Olho para a tela do computador, que me enfrenta com a frieza dos que não querem se envolver com nada que não lhes diga respeito. Fria, asséptica e alheia aos meus dilemas. Minha vontade é deixá-la assim, em branco, acesa e inerte. As máquinas, afinal, são apenas aparatos que nos servem, e dos quais dependemos, mas desprovidos de alma, ou identidade. A despeito das imaginações prodigiosas de gênios como Isaac Asimov, Ray Bradbury e Arthur C. Clarke, mestres da ficção científica, elas ainda não tomaram conta do meu mundo. Pelo menos quero acreditar que não.
Embora já não consiga mais imaginar uma vida despida por completo de tecnologia, a mudez pálida que me encara, mais para indiferente do que para inquisidora, lembra-me que ainda cabe a mim, o humano nessa complicada relação utilitária, fazer tudo acontecer: alcançar as teclas como meus dedos, para deixar minha prosa fluir. Gostaria que fosse uma carta a meus amigos, porém não estou certo de que serei capaz.
Ando pensando muito sobre como são importantes os afetos, mesmo quando deles nos escondemos, fingindo deles não depender. Eu preciso sentir amor, e não digo isso com a humilde arrogância de quem se orgulha de ser capaz de sentimentos elevados. Sem amar, a vida murcha como uma flor que não vê a luz solar, ou não recebe a benção da água a molhar-lhe as pétalas. O amor, inclusive aquele que dedicamos a nós mesmos, é imprescindível como o oxigênio. Somos nada sem ele.
Amar e escrever precisam de fogo, de desejo, da vontade de estar aqui e ao mesmo tempo em outro lugar, um pé cá e outro lá. Entre o firme e o infinito.
Percebo que a tela em branco começa a ganhar letras, palavras, frases, pensamentos confusos que brotam de meu cérebro e escorrem pelas minhas veias, músculos, ossos e articulações, até chegar às minhas duas mãos, aos dedos que tornam possível esse encontro. Escrever é, para mim, como fazer amor: uma expressão profunda, que não sei muito bem de onde vem, porque flui como carícias, beijos, abraços, afagos. Escrevo para abraçar, para me sentir mais perto de minha humanidade, da essência que coloca minha alma em combustão.

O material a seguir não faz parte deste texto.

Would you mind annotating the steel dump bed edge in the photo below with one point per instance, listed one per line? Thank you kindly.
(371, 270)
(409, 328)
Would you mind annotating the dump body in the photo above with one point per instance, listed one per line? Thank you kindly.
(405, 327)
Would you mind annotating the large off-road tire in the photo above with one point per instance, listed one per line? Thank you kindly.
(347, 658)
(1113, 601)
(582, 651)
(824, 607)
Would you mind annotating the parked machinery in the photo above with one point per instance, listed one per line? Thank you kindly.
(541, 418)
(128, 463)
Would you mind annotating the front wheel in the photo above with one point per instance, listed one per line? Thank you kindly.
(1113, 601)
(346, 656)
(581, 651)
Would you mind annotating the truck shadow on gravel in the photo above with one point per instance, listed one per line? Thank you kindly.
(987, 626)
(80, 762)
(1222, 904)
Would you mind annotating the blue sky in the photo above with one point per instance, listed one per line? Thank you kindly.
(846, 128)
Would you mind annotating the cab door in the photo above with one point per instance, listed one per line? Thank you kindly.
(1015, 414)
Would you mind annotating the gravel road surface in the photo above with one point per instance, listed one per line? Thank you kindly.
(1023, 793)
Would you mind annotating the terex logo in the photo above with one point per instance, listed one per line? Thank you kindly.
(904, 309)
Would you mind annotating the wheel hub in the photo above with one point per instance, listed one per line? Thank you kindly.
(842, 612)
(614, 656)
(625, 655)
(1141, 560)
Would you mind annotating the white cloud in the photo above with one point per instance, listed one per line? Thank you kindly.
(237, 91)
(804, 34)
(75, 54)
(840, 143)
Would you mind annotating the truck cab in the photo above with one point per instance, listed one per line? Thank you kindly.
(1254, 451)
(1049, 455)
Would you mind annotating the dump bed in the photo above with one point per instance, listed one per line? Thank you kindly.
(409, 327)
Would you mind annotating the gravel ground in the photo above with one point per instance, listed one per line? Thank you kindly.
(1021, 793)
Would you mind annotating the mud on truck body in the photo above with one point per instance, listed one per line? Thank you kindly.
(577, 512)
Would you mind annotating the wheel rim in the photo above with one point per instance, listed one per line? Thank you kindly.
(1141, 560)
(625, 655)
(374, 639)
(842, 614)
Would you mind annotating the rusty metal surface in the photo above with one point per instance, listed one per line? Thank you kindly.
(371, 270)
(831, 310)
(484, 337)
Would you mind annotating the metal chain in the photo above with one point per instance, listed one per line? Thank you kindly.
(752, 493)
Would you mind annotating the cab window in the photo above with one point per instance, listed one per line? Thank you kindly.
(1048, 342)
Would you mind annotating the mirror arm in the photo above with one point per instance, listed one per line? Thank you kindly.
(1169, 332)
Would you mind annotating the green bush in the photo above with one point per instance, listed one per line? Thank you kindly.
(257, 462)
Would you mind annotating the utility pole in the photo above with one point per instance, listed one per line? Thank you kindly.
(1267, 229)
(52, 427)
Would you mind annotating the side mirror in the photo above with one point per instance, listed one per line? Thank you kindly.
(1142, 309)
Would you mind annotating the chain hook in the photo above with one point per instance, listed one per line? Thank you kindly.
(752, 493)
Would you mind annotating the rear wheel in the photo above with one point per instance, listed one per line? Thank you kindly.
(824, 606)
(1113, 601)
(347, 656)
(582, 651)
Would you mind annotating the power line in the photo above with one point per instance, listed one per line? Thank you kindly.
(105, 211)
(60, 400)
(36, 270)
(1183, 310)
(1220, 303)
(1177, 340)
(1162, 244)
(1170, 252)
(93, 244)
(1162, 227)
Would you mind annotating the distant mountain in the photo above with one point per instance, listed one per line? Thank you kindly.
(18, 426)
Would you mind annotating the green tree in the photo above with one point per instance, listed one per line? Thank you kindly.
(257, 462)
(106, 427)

Amar e escrever precisam de fogo, de desejo, da vontade de estar aqui e ao mesmo tempo em outro lugar, um pé cá e outro lá. Entre o firme e o infinito.

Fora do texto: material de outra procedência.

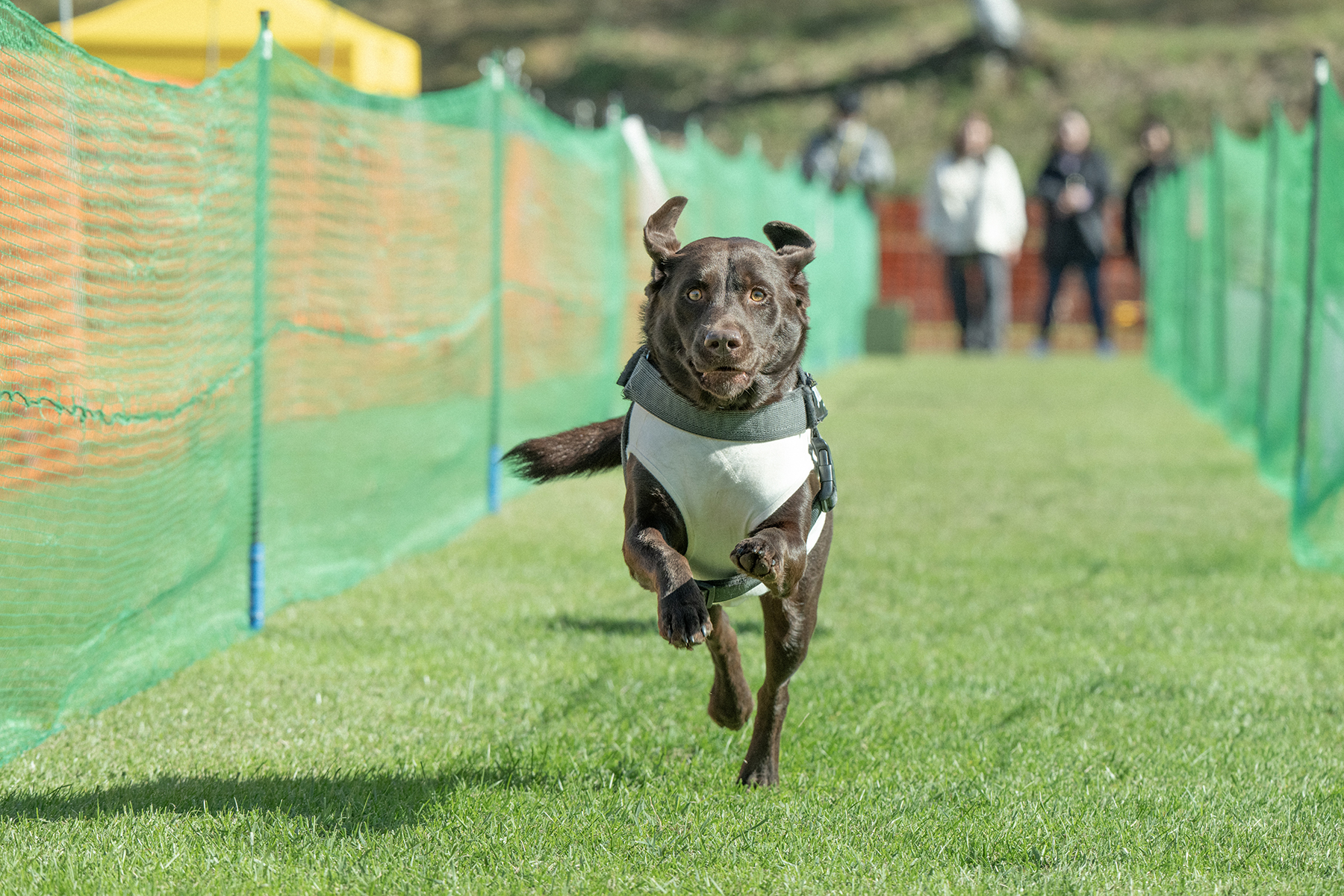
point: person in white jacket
(976, 213)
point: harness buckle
(826, 499)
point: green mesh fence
(275, 287)
(1246, 323)
(1287, 233)
(1241, 169)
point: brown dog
(725, 328)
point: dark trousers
(981, 299)
(1092, 273)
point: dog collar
(800, 410)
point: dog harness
(727, 472)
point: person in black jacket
(1156, 143)
(1074, 187)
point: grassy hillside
(1062, 649)
(1189, 60)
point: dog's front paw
(759, 559)
(683, 618)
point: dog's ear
(660, 240)
(792, 245)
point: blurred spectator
(848, 151)
(1074, 187)
(974, 211)
(1156, 143)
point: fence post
(1268, 281)
(494, 473)
(1323, 75)
(257, 570)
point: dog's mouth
(725, 382)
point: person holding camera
(1074, 187)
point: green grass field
(1062, 649)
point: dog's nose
(721, 340)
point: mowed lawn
(1063, 648)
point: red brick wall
(912, 267)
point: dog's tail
(581, 452)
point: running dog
(729, 485)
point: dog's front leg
(789, 623)
(777, 550)
(653, 550)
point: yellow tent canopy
(186, 40)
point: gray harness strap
(800, 410)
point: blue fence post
(494, 480)
(257, 556)
(1322, 73)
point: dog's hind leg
(730, 697)
(789, 623)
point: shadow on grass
(343, 801)
(608, 625)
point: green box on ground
(885, 332)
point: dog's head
(726, 320)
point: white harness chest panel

A tela do computador já não me intimida, porque me vejo nela refletido, transformado nos pensamentos que brotam de mim porque não perdi a capacidade de me encantar com o quase nada que é a vida cotidiana e suas reticências.

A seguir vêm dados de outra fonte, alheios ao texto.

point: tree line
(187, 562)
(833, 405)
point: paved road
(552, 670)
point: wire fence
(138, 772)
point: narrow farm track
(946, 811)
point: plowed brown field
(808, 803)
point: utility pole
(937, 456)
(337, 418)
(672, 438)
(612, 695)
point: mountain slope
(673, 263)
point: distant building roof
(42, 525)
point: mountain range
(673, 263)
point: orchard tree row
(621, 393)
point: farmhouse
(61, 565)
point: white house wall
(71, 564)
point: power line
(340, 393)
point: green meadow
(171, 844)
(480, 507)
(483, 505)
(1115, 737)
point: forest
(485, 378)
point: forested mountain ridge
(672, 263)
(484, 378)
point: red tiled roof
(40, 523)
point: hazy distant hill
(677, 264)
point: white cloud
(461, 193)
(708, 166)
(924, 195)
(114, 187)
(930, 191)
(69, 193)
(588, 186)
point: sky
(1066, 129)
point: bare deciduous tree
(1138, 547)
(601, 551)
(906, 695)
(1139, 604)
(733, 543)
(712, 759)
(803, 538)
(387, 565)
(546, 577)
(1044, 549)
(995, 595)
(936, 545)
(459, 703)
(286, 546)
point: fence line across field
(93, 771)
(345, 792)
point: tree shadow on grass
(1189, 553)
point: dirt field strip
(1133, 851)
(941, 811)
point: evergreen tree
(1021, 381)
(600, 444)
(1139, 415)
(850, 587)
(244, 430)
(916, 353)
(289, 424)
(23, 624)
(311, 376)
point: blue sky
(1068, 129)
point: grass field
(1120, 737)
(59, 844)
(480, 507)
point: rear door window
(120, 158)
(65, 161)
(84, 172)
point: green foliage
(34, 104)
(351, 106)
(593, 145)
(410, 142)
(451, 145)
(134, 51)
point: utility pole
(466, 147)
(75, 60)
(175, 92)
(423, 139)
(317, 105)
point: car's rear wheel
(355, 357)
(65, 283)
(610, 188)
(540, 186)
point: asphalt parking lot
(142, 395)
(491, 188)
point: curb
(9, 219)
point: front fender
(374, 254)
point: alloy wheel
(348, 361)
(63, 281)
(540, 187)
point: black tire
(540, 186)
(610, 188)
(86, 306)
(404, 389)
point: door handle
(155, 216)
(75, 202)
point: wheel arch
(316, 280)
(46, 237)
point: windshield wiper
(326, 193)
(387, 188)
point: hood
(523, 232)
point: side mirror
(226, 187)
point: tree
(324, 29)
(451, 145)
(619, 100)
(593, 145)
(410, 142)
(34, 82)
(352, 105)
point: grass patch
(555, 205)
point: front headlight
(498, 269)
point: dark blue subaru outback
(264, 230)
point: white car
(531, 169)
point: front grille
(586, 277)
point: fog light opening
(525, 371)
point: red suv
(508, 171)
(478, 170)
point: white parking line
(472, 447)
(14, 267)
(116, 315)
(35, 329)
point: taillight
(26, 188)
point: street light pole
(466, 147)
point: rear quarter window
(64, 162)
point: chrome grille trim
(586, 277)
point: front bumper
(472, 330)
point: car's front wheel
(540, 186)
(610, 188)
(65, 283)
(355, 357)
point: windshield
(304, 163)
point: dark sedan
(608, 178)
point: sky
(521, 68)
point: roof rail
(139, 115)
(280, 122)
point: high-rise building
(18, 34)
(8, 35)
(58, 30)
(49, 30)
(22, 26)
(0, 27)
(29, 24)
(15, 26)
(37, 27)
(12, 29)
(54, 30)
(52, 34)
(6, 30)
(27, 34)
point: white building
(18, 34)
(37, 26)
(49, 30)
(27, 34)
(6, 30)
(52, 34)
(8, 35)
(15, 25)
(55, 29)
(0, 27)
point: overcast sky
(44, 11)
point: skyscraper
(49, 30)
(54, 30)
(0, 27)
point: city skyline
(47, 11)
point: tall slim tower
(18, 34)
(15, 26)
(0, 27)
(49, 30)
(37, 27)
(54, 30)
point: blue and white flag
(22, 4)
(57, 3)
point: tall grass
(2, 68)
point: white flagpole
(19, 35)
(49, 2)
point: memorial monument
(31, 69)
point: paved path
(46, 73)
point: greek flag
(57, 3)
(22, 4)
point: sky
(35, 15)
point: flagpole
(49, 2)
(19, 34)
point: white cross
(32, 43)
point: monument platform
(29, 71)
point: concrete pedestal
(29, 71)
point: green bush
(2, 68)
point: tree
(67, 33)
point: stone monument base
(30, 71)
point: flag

Queria escrever, como já disse, uma carta para meus amigos e, de alguma forma, creio que já escrevi, ao confessar aqui minha dependência de meus sentimentos, os que me movem, e me fazem acordar cedo, tomar banho e sair de casa para trabalhar. Viver, enfim. Tenho amor pela vida mesmo quando ela me atormenta, porque sem ela sou uma tela em branco, acesa e inerte. E preciso me escrever.